The march of globalization continues unabated, and with it comes a growing demand for companies of all sizes to communicate with and sell to each other, regardless of the distance or any other barrier. Now, a startup that has built a platform to help them do that better and more cheaply is announcing a round of funding to capitalize on the opportunity. Orderful, which aims to modernize supply chain management through an API-based cloud service, has raised $10 million in a Series A from Andreessen Horowitz.

The new funding comes on the back of a previous seed round from Initialized Capital and a period of time mostly bootstrapping the business. It will be used to continue building out more functionality on the platform and to continue to expand the network of partners using it. Today there are 1,000 retailers, 10,000 vendors and 5,000 carriers on Orderful’s platform, but even that still only represents a small part of the wider industry of businesses that buy, sell and transport components and full products from A to B.

To understand the problem that Orderful is trying to fix, a little rundown on how supply chain management works today is helpful. In the old, pre-computer days, all information exchange happened by way of phone, fax, post, and documents that often were delivered along with goods, which all required manual assessment and recording.

The rise of computers and the internet did push that system into the digital world, but only just: electronic data interchange (EDI), as this general area is known, is a loosely organised set of technical standards to use computers to communicate this data between businesses to enable purchases, make accounting reconciliations, and transfer shipping details.

It’s a business that has boomed with the growth of globalization and companies trading with each other at an increasing pace. Supply chain management software is a market that ballooned to $14 billion in value in 2018, according to Gartner. Incumbent leaders include the likes of SAP, Oracle and JDA.

The problem is that EDI is actually not as easy as it ought to be. It’s a hodge-podge of standards, you usually need a team of specialists to integrate the services at each end point, and it doesn’t allow for a wider network effect that you might get from being “online” with one supplier already. All of that translates to it being actually quite slow and expensive.

Erik Kiser, the founder and CEO of Orderful, found and identified this inefficiency while he was working as one of those specialists, realizing that with the rise of APIs, large database technology and cloud-based software-as-a-service, there was an opportunity to build a new kind of platform that could do everything that EDI did, but on a supercharged basis.

Marc Andreessen (co-founder of A16Z) coined the phrase ‘software will eat the world,’ Kiser noted to me, “But actually software eats software sometimes, too.”

The idea behind Orderful is that it has created a series of APIs that can adapt to whatever systems a business is already using, in turn “translating” that business’s product and other data into information that can be imported into the Orderful platform to in turn be picked up by buyers, sellers, and shippers.

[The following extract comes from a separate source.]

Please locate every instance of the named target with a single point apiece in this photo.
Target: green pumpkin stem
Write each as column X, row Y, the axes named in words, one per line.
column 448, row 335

(In other words, there is no expectation of ripping out legacy systems, but simply creating bridges to migrate what is already there to newer and better platforms.) This also brings down the operational costs of hiring teams to build and potentially run EDI integrations.

“EDI predates the internet, and there are not many digital protocols that we use today that are pre-internet,” David Ulevitch, the partner at Andreessen Horowitz who led the investment and joined the board, said in an interview.

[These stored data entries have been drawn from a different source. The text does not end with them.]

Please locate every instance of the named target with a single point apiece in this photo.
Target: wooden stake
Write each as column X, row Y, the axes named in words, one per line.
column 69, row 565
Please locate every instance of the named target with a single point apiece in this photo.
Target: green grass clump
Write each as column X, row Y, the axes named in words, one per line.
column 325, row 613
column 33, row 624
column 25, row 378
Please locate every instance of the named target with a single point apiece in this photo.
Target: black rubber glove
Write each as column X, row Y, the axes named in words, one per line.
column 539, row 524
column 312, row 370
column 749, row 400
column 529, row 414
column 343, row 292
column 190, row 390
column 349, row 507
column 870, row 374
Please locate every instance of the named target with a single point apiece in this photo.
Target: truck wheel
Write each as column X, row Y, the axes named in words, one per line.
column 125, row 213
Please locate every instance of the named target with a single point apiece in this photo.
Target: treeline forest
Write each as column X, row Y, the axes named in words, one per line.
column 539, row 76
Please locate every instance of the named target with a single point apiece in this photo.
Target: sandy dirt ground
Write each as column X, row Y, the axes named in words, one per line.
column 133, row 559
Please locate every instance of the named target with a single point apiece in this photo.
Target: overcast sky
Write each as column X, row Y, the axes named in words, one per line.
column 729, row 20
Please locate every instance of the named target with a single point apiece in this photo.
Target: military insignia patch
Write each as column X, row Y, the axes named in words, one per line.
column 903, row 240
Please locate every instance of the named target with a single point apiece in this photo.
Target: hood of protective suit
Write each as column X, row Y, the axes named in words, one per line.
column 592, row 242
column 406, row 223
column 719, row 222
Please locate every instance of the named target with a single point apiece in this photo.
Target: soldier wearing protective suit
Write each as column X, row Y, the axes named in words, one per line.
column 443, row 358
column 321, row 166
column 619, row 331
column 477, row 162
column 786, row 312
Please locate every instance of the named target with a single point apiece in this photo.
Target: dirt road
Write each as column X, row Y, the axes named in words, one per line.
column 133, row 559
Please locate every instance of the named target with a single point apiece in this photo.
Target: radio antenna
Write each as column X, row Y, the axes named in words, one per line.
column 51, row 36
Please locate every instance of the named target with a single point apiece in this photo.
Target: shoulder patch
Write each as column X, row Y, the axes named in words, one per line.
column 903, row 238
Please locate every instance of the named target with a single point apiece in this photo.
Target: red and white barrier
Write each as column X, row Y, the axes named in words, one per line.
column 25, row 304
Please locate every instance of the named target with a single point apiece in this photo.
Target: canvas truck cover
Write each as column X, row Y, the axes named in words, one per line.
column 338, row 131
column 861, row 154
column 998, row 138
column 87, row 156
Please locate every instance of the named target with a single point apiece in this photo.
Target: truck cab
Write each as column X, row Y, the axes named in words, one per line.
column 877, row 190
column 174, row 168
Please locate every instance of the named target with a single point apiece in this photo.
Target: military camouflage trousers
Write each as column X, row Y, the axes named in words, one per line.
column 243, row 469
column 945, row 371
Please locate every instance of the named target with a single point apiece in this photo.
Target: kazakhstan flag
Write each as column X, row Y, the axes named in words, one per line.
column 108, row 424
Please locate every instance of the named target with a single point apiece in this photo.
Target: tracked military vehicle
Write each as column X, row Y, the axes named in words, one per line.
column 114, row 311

“Orderful, and Erik, recognised that as more commerce was becoming digital, there needed to be a better way to do all this. There is currently no SaaS company out there addressing this and removing the friction. It provides velocity between distributors and producers because when you connect once you can then trade with a number of partners. Time is up for EDI.”

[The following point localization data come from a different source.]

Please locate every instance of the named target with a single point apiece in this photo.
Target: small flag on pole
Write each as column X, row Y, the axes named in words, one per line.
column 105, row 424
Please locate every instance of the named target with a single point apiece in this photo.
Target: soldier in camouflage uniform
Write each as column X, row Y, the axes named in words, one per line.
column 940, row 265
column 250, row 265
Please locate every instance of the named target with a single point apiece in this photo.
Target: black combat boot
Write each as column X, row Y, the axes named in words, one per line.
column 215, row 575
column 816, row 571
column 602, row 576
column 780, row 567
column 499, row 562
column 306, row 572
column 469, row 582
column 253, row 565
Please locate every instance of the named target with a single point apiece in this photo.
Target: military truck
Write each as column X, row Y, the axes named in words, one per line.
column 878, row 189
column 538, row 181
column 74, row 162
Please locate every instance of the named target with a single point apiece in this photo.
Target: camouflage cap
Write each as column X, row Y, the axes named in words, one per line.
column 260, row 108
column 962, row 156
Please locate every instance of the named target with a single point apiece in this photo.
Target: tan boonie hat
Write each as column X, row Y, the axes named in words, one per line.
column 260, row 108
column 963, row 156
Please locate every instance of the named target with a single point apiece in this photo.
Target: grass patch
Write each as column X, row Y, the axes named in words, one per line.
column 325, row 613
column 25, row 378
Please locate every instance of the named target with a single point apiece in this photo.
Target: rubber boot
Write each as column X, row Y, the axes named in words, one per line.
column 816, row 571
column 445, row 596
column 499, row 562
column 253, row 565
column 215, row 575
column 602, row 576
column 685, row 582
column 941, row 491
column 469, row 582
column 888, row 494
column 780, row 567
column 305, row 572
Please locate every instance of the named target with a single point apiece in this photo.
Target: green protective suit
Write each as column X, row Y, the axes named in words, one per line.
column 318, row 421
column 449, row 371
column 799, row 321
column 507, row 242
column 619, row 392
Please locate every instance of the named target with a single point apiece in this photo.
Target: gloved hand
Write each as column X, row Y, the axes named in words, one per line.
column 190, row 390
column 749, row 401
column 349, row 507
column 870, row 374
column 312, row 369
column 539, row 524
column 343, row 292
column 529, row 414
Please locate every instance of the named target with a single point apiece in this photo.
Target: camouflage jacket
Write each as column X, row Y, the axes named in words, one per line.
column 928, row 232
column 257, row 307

While there may be no direct competitor to Orderful at the moment, there are a lot of potential players that I can see posing a challenge down the line (or potentially working with or even buying Orderful if not). They include the incumbents in supply-chain management like Oracle, SAP and the rest.

But also companies like Amazon, which has built its own EDI alternative (or version, you might say) that is used for its own management of suppliers. The company is very well known for building for itself, and then productizing, but for now Kiser says that it’s a partner, and customers can interface and sell to Amazon on Orderful using its APIs.

One thing that Amazon is instructive about, though, is when considering how Orderful’s data trove could be used for more analytics and business intelligence down the line.

“I don’t think companies not doing business with Amazon will be inclined to use its platform for trading,” Kiser said. “But they do have a lot of information about their network.”

Indeed, he pointed out that it’s been said there are some 30 economists at the company looking at its B2B supply chain data, and considering how it can be parsed for example to predict inflation.

“They are already using the data. With Orderful we have the opportunity to be the most influential software company if we can be the plumbing that connects companies,” Kiser said. “There are a ton of services that we can add on the platform and that’s where we are going even if right now we are focused on the plumbing and simply making it easy to trade data.”